Slowly, unsteadily, I pushed myself upright. My legs wobbled, muscles heavy and sore, each movement sending a pulse of pain up my spine. My head throbbed, my ears still hissing with that awful static.

I braced for the second hit.

It never came.

Instead, I moved before I even realized it. My fingers closed around her wrist mid-swing, catching her with a grip that was neither gentle nor cruel. I didn't think. My body just reacted.

But before I could say anything, before I could push her away or ask her what she thought she was doing.another hand closed around mine.

Firm. Cold. Strong.

The pressure was enough to stop me instantly. I turned, startled, and met the eyes of someone else entirely.

A boy no, a young man stood beside me. Black hair fell in slightly messy strands over his forehead, framing a face carved with sharp angles and colder expressions. But it was his eyes that caught me piercing blue, the kind that didn't just look at you, but through you.

He looked at me like I wasn't worth his time. Like I was a problem he had been forced to deal with against his will.

For some reason… that stung.

A strange ache flared in my chest, unfamiliar but sharp. It wasn't anger, It wasn't fear. It was something heavier, something that made my ribs feel too tight.

Then I saw it my reflection in his eyes.

No.
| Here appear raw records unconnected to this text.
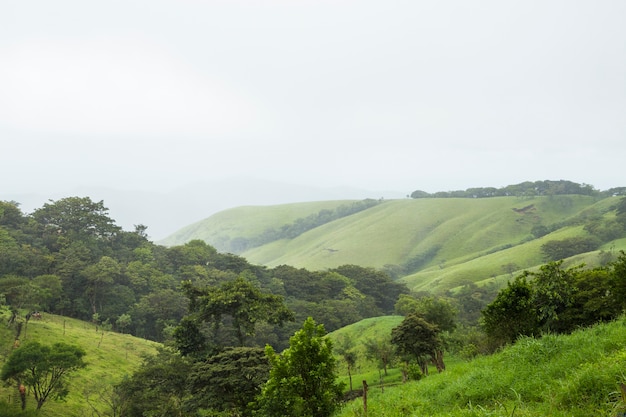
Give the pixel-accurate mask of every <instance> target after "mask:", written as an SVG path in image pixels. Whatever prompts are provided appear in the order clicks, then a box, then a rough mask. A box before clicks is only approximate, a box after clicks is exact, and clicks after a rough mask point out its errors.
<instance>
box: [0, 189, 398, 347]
mask: <svg viewBox="0 0 626 417" xmlns="http://www.w3.org/2000/svg"><path fill="white" fill-rule="evenodd" d="M367 204H370V203H364V205H367ZM357 208H361V209H362V206H361V205H359V206H358V207H354V208H352V210H356V209H357ZM349 210H350V208H345V210H340V211H339V212H337V213H336V214H335V215H339V213H344V211H345V212H348V211H349ZM146 230H147V228H146V227H145V226H143V225H137V226H135V230H133V231H124V230H122V229H121V228H120V227H119V226H117V225H116V224H115V221H114V220H113V219H111V218H110V217H109V216H108V209H107V208H106V207H105V206H104V203H103V202H102V201H100V202H94V201H92V200H90V199H89V198H80V197H69V198H64V199H61V200H58V201H50V202H49V203H46V204H44V205H43V207H41V208H39V209H36V210H34V211H33V212H32V213H31V214H28V215H27V214H24V213H22V211H21V210H20V208H19V204H17V203H15V202H0V303H5V304H8V305H10V306H11V307H12V308H13V309H14V310H15V311H18V312H25V311H44V312H50V313H55V314H61V315H66V316H70V317H74V318H78V319H82V320H87V321H93V322H95V323H98V324H99V325H101V326H104V327H105V328H111V329H112V330H117V331H121V332H128V333H131V334H133V335H136V336H140V337H144V338H147V339H151V340H156V341H161V342H162V341H167V340H171V339H172V337H173V336H172V335H173V333H174V330H175V328H176V327H177V326H178V325H179V323H180V321H181V319H183V318H184V317H186V316H187V315H188V313H189V304H190V299H189V293H186V292H185V291H183V288H182V287H183V285H182V283H184V282H188V283H190V284H191V285H193V286H195V287H197V288H219V287H220V286H222V285H226V284H228V283H233V282H236V281H237V280H238V279H239V280H244V281H245V282H247V283H251V285H253V287H254V288H257V289H258V290H260V291H263V292H266V293H270V294H273V295H276V296H279V297H282V298H283V299H284V300H285V303H286V305H287V307H288V308H289V309H290V310H291V311H293V312H294V319H295V320H296V321H295V322H291V321H289V322H286V323H282V324H283V326H282V327H281V326H279V325H278V324H275V323H262V324H259V326H262V330H263V331H262V332H258V336H254V337H251V338H250V339H249V340H246V343H247V344H249V345H255V346H256V345H258V346H264V345H265V343H271V344H272V345H273V346H274V347H276V348H277V349H282V348H284V347H286V346H287V344H288V339H289V336H291V335H292V334H293V333H294V331H295V330H296V329H297V324H295V323H302V321H304V319H306V318H307V317H308V316H312V317H314V318H315V320H317V321H318V322H320V323H324V324H325V326H326V329H327V330H328V331H332V330H335V329H337V328H340V327H342V326H345V325H347V324H350V323H353V322H356V321H358V320H361V319H363V318H366V317H372V316H377V315H384V314H388V313H390V312H392V311H393V304H394V302H395V299H396V298H397V296H398V295H399V294H401V293H405V292H407V289H406V288H405V287H404V286H403V285H401V284H398V283H396V282H394V281H392V280H391V278H389V276H387V275H386V274H384V273H382V272H379V271H375V270H373V269H370V268H361V267H358V266H344V267H340V268H337V269H335V270H331V271H321V272H313V271H307V270H304V269H296V268H291V267H288V266H280V267H277V268H274V269H269V268H265V267H262V266H258V265H252V264H250V263H248V262H247V261H246V260H245V259H244V258H241V257H239V256H236V255H233V254H224V253H218V252H217V250H216V249H215V248H214V247H212V246H210V245H207V244H206V243H205V242H203V241H199V240H195V241H191V242H188V243H186V244H184V245H180V246H174V247H165V246H160V245H156V244H154V243H152V242H151V241H149V240H148V238H147V234H146ZM224 320H231V319H228V318H224ZM218 327H219V326H218ZM220 337H229V338H231V339H232V340H233V342H232V344H233V345H239V343H236V340H235V339H236V337H234V336H233V335H232V334H228V335H220Z"/></svg>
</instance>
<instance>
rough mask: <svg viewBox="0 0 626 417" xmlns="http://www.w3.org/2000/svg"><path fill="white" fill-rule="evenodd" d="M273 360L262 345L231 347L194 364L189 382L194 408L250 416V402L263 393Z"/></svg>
mask: <svg viewBox="0 0 626 417" xmlns="http://www.w3.org/2000/svg"><path fill="white" fill-rule="evenodd" d="M269 372H270V364H269V361H268V359H267V356H266V355H265V352H264V350H263V349H261V348H250V347H234V348H227V349H225V350H224V351H223V352H220V353H218V354H217V355H214V356H211V357H210V358H208V359H207V360H206V361H202V362H196V363H194V364H193V366H192V368H191V371H190V373H189V377H188V378H187V384H188V386H189V388H190V394H191V398H190V399H189V400H188V404H189V406H190V408H194V409H216V410H218V411H229V412H230V413H231V415H238V416H249V415H251V409H250V408H249V407H248V405H249V403H251V402H252V400H253V399H254V398H255V397H256V396H257V395H259V394H260V393H261V387H262V386H263V384H264V383H265V382H266V381H267V379H268V377H269Z"/></svg>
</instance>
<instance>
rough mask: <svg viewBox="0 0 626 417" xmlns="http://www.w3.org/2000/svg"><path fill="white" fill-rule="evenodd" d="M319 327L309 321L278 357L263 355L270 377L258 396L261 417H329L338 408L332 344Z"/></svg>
mask: <svg viewBox="0 0 626 417" xmlns="http://www.w3.org/2000/svg"><path fill="white" fill-rule="evenodd" d="M325 336H326V331H325V330H324V326H323V325H322V324H319V325H318V324H316V323H315V321H314V320H313V319H312V318H310V317H309V318H308V319H307V320H306V321H305V322H304V324H303V326H302V329H301V330H299V331H297V332H296V333H295V334H294V335H293V336H292V337H291V339H290V341H289V348H288V349H286V350H285V351H284V352H283V353H282V354H277V353H276V352H275V351H274V349H273V348H272V347H271V346H267V347H266V348H265V352H266V354H267V356H268V358H269V361H270V364H271V370H270V377H269V380H268V381H267V383H266V384H265V385H264V387H263V390H262V393H261V395H260V396H259V400H258V403H259V409H260V415H263V416H267V417H289V416H293V417H330V416H331V415H332V414H333V412H334V411H335V410H336V409H337V407H338V406H339V402H340V400H341V397H342V394H343V384H340V383H338V382H337V381H336V370H335V358H334V356H333V353H332V343H331V341H330V339H328V338H326V337H325Z"/></svg>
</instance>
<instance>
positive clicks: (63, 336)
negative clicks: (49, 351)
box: [0, 310, 158, 417]
mask: <svg viewBox="0 0 626 417" xmlns="http://www.w3.org/2000/svg"><path fill="white" fill-rule="evenodd" d="M8 317H9V313H8V311H6V310H2V311H0V363H4V360H5V359H6V357H7V356H8V355H9V354H10V353H11V351H12V350H13V346H14V339H15V337H14V336H15V335H14V330H13V328H11V329H9V328H8V327H7V325H6V323H7V319H8ZM28 341H39V342H40V343H42V344H53V343H56V342H63V343H68V344H73V345H78V346H80V347H82V348H83V349H84V350H85V351H86V352H87V355H86V356H85V358H84V359H85V361H86V362H87V364H88V365H87V367H86V368H84V369H82V370H80V371H78V372H77V373H75V374H74V375H73V376H72V377H71V381H70V385H69V395H68V397H67V398H66V400H65V401H64V402H57V401H54V400H51V399H50V400H48V401H47V402H46V403H45V404H44V406H43V407H42V409H41V410H40V412H39V413H38V415H40V416H42V417H55V416H64V417H74V416H76V417H78V416H91V415H92V408H91V406H90V405H89V402H88V399H89V401H90V402H92V403H94V404H98V405H97V406H98V407H99V409H100V410H99V411H104V405H103V404H102V402H101V399H100V398H99V396H100V395H104V396H106V395H107V393H108V392H110V390H111V388H112V386H113V385H114V384H116V383H117V382H119V381H120V380H121V379H122V378H123V377H124V376H125V375H130V374H131V373H132V372H133V371H134V370H135V369H137V367H138V366H139V365H140V363H141V360H142V355H145V354H153V353H156V348H157V346H158V344H157V343H153V342H150V341H147V340H144V339H139V338H136V337H133V336H130V335H124V334H120V333H114V332H110V331H102V329H101V328H98V330H97V331H96V326H95V325H93V324H91V323H86V322H82V321H79V320H74V319H70V318H66V317H60V316H54V315H50V314H44V315H43V318H42V319H41V320H34V319H31V320H30V321H29V322H28V325H27V326H26V327H25V328H24V330H22V334H21V336H20V343H22V344H23V343H27V342H28ZM0 400H2V401H6V402H9V403H11V404H13V405H14V406H15V407H16V409H18V405H19V397H18V395H17V391H16V389H15V387H14V386H5V385H0ZM35 405H36V404H35V400H34V398H33V397H32V395H31V396H29V397H28V402H27V409H34V408H35ZM93 415H96V414H93Z"/></svg>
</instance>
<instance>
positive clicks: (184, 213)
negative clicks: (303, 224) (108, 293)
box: [0, 178, 408, 241]
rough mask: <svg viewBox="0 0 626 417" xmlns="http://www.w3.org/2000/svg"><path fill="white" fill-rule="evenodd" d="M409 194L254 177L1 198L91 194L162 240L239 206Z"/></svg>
mask: <svg viewBox="0 0 626 417" xmlns="http://www.w3.org/2000/svg"><path fill="white" fill-rule="evenodd" d="M406 194H408V192H400V191H393V190H365V189H360V188H355V187H313V186H307V185H302V184H290V183H281V182H276V181H266V180H260V179H254V178H231V179H223V180H214V181H199V182H195V183H190V184H186V185H181V186H179V187H176V188H173V189H164V190H123V189H116V188H110V187H104V186H81V187H75V188H71V189H68V190H63V191H54V192H50V193H44V192H24V193H2V191H1V190H0V200H4V201H16V202H18V203H20V207H21V208H22V211H24V212H25V213H30V212H32V211H33V210H35V209H37V208H40V207H41V206H42V205H43V204H44V203H46V202H48V200H59V199H61V198H65V197H70V196H80V197H84V196H87V197H90V198H91V199H92V200H93V201H104V203H105V206H106V207H107V208H108V209H109V212H110V214H111V217H112V218H114V219H115V220H116V221H117V223H118V225H119V226H121V227H122V228H123V229H124V230H133V229H134V225H137V224H143V225H145V226H147V227H148V229H147V232H148V235H149V236H150V237H151V238H152V239H153V240H155V241H156V240H160V239H164V238H166V237H167V236H168V235H171V234H172V233H174V232H176V231H177V230H179V229H181V228H183V227H185V226H187V225H189V224H190V223H191V222H195V221H199V220H201V219H206V218H207V217H209V216H211V215H212V214H215V213H218V212H220V211H222V210H227V209H230V208H233V207H240V206H245V205H275V204H284V203H296V202H304V201H321V200H337V199H357V200H361V199H365V198H375V199H378V198H381V197H383V198H402V197H404V196H405V195H406Z"/></svg>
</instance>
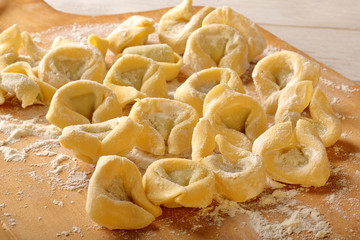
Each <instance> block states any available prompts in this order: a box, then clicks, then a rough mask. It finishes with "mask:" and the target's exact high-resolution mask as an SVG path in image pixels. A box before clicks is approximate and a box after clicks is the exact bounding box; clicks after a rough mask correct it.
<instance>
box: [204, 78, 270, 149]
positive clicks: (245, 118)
mask: <svg viewBox="0 0 360 240" xmlns="http://www.w3.org/2000/svg"><path fill="white" fill-rule="evenodd" d="M203 116H204V117H206V118H207V119H209V121H210V123H211V125H212V126H213V127H214V128H215V131H216V134H220V135H223V136H224V137H225V138H226V140H227V141H229V142H230V143H232V144H233V145H235V146H237V147H241V148H244V149H246V150H250V149H251V142H252V141H254V140H255V139H256V138H257V137H258V136H260V135H261V134H262V133H263V132H264V131H265V130H266V128H267V120H266V114H265V111H264V109H263V108H262V107H261V105H260V104H259V103H258V102H257V101H256V100H255V99H253V98H252V97H250V96H248V95H245V94H241V93H238V92H236V91H234V90H232V89H231V88H230V87H228V86H227V85H226V84H223V83H222V84H219V85H217V86H215V87H214V88H213V89H212V90H211V91H210V92H209V93H208V94H207V95H206V97H205V101H204V110H203Z"/></svg>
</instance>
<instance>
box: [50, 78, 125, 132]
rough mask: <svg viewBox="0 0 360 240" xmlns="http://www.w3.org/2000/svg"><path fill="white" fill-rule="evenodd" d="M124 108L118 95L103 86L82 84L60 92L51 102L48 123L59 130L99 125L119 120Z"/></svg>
mask: <svg viewBox="0 0 360 240" xmlns="http://www.w3.org/2000/svg"><path fill="white" fill-rule="evenodd" d="M121 115H122V107H121V106H120V104H119V102H118V101H117V99H116V96H115V94H114V93H113V92H112V91H111V90H110V89H109V88H107V87H105V86H103V85H101V84H100V83H97V82H94V81H89V80H79V81H74V82H70V83H68V84H66V85H64V86H62V87H61V88H59V89H58V90H57V91H56V93H55V95H54V97H53V100H52V101H51V104H50V107H49V111H48V112H47V114H46V119H47V120H48V121H49V122H50V123H52V124H54V125H55V126H57V127H59V128H64V127H66V126H69V125H76V124H88V123H99V122H104V121H106V120H109V119H112V118H116V117H120V116H121Z"/></svg>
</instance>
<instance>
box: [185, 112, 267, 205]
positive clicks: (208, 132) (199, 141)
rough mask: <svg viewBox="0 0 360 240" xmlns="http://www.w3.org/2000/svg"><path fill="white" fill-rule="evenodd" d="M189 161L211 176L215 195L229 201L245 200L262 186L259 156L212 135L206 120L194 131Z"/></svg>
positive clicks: (197, 124)
mask: <svg viewBox="0 0 360 240" xmlns="http://www.w3.org/2000/svg"><path fill="white" fill-rule="evenodd" d="M216 149H218V150H216ZM192 159H193V160H194V161H196V162H199V163H201V164H202V165H204V166H205V167H207V168H208V169H209V170H211V171H212V172H213V173H214V176H215V186H216V192H217V193H219V194H220V195H222V196H224V197H226V198H227V199H230V200H232V201H237V202H244V201H247V200H249V199H251V198H254V197H256V196H257V195H258V194H260V193H261V192H262V191H263V189H264V187H265V184H266V174H265V166H264V164H263V161H262V159H261V157H259V156H258V155H256V154H253V153H251V152H250V151H247V150H245V149H242V148H239V147H236V146H234V145H233V144H231V143H230V142H228V141H227V140H226V139H225V138H224V137H223V136H222V135H216V131H215V129H214V128H213V126H212V125H211V124H210V122H209V120H207V119H206V118H202V119H200V121H199V122H198V124H197V125H196V127H195V129H194V135H193V139H192Z"/></svg>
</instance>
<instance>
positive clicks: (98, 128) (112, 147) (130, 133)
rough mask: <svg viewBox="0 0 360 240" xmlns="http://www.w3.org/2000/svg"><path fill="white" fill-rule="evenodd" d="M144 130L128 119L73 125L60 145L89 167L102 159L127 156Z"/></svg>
mask: <svg viewBox="0 0 360 240" xmlns="http://www.w3.org/2000/svg"><path fill="white" fill-rule="evenodd" d="M142 128H143V127H142V126H141V125H140V124H137V123H136V122H134V121H133V120H131V119H130V118H128V117H120V118H114V119H110V120H108V121H105V122H101V123H93V124H80V125H71V126H67V127H65V128H64V129H63V131H62V134H61V136H60V137H59V142H60V144H61V145H62V146H64V147H66V148H70V149H72V150H73V152H74V154H75V155H76V156H77V157H78V158H80V159H81V160H84V161H85V162H89V163H96V162H97V161H98V159H99V157H101V156H105V155H119V156H125V155H126V154H127V153H128V152H130V151H131V149H132V148H133V146H134V142H135V139H136V138H137V136H138V135H139V134H140V132H141V130H142Z"/></svg>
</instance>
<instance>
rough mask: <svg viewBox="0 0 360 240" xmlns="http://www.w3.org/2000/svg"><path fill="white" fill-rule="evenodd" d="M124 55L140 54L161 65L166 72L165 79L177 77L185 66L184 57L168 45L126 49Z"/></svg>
mask: <svg viewBox="0 0 360 240" xmlns="http://www.w3.org/2000/svg"><path fill="white" fill-rule="evenodd" d="M123 54H138V55H141V56H144V57H148V58H151V59H153V60H155V61H156V62H158V63H160V65H161V66H162V68H163V69H164V72H165V79H166V80H172V79H174V78H176V77H177V75H178V74H179V72H180V69H181V66H182V64H183V61H182V57H181V56H180V55H179V54H177V53H176V52H174V51H173V50H172V48H171V47H170V46H169V45H167V44H150V45H142V46H135V47H128V48H125V49H124V51H123Z"/></svg>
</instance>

Not me.

Someone else.

In the reflection, I wasn't the person I remembered being. I wasn't even the pale, broken figure from the cracked glass. I was someone else entirely… and yet, the same.

I looked almost identical to the blonde girl standing in front of me. Same shape of the face. Same body. The only difference was the mark a red lotus, burning like a fresh brand against the side of my neck.

And my eyes.

They weren't just one color, they shimmered, flickering between warm hazel and a deep, stormy blue.

I blinked, stunned, my breath catching.

This body… it had already awakened. I could feel it in the faint hum beneath my skin, in the strange pressure that pulsed in my veins.

But the timing was wrong.

Before the apocalypse. Before the fall. Before the blood and the monsters.

This wasn't reincarnation.

This wasn't regression.

This was something else.

Something far more dangerous.

Something I didn't understand yet… but I would.